An industry-savvy expert said, “Users who used to watch YouTube for free will soon subscribe to a paid service that allows users to watch content without advertisements even if they feel uncomfortable and pay for it,” adding, “In light of this, it is close to a strategy to lower entry barriers for Netflix’s advertising plan and then move to a high-priced plan.”
In fact, foreign media such as the Wall Street Journal (WSJ) quoted internal documents and reported that Netflix expects to secure at least 40 million additional subscribers through advertising-type plans by the third quarter of next year.
◆ Golden Time Digital Advertising…Traditional broadcasting media’s advertising sales contracted ‘concerned’
Experts believe that the introduction of overseas OTT’s advertising plan will have a significant impact on traditional broadcasting media at home and abroad. Especially in terms of advertising sales. It is pointed out that if OTT is advertised, it will be inevitable to hurt advertising sales of broadcasting media. It is explained that OTT will accelerate this trend while advertisers recently prefer digital advertising to TV.
Colin Dixon, head of research firm NSscreenMedia, said in a recent interview with British media Dailystar, “OTT allows advertisers to access subscribers at other times than golden time,” adding, “The advertising plan will reduce the value of TV commercials.”

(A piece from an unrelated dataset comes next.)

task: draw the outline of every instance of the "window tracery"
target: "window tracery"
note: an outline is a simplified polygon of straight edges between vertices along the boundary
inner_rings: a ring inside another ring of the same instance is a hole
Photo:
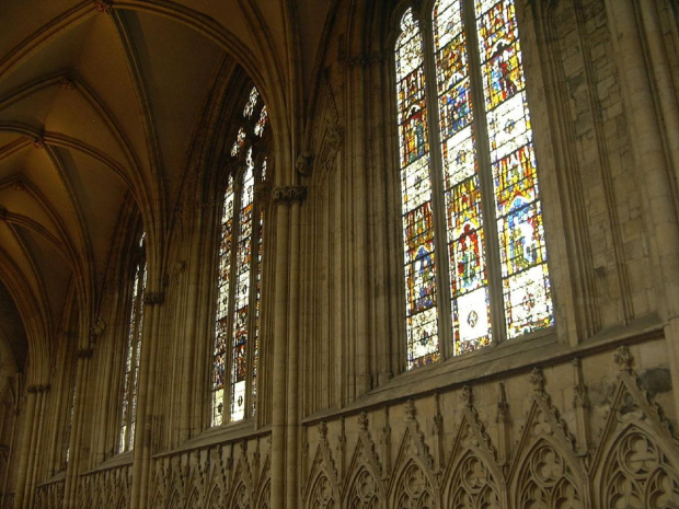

In Korea, sales in the broadcasting and advertising market continue to decline. The size of the broadcast advertising market has decreased to ▲ 3.9318 trillion won in 2018 ▲ 3.771 trillion won in 2019 ▲ 3.4841 trillion won in 2020 ▲ 4.608 trillion won in 2021 ▲ 4.3787 trillion won in 2022 (E)
On the other hand, the size of the digital advertising market, such as mobile and PC, is showing a high growth rate of ▲ 5.7172 trillion won in 2018 ▲ 6.5219 trillion won in 2019 ▲ 7.5284 trillion won in 2020 ▲ 9.2846 trillion won in 2021 ▲ 11.1166 trillion won in 2022.
Above all, terrestrial broadcasters are expected to be hit the hardest. This is because terrestrial broadcasters are more dependent on advertising sales than other broadcasting media. The advertising sales of terrestrial broadcasters are overwhelming compared to other broadcasting media. Looking at the advertising costs (estimated) by media as of 2021, ▲ 1.119.812 trillion won for terrestrial TV ▲ 1.888.629 trillion won for cable PP ▲ 11.787 billion won for cable SO ▲ 48.7 billion won for satellite broadcasting ▲ 109.671 billion won for Internet TV.
However, there is an opinion that it will not hurt the market immediately as it is still in the early stages of introduction. Critics point out that advertisers will not rush to choose Netflix as the market has not been verified for Netflix’s advertising products.
In response, Netflix will also form a partnership with DoubleVerify and Integral Ad Science, and will upgrade its advertising products by evaluating the visibility and traffic effectiveness of Netflix advertisements from the first quarter of 2023.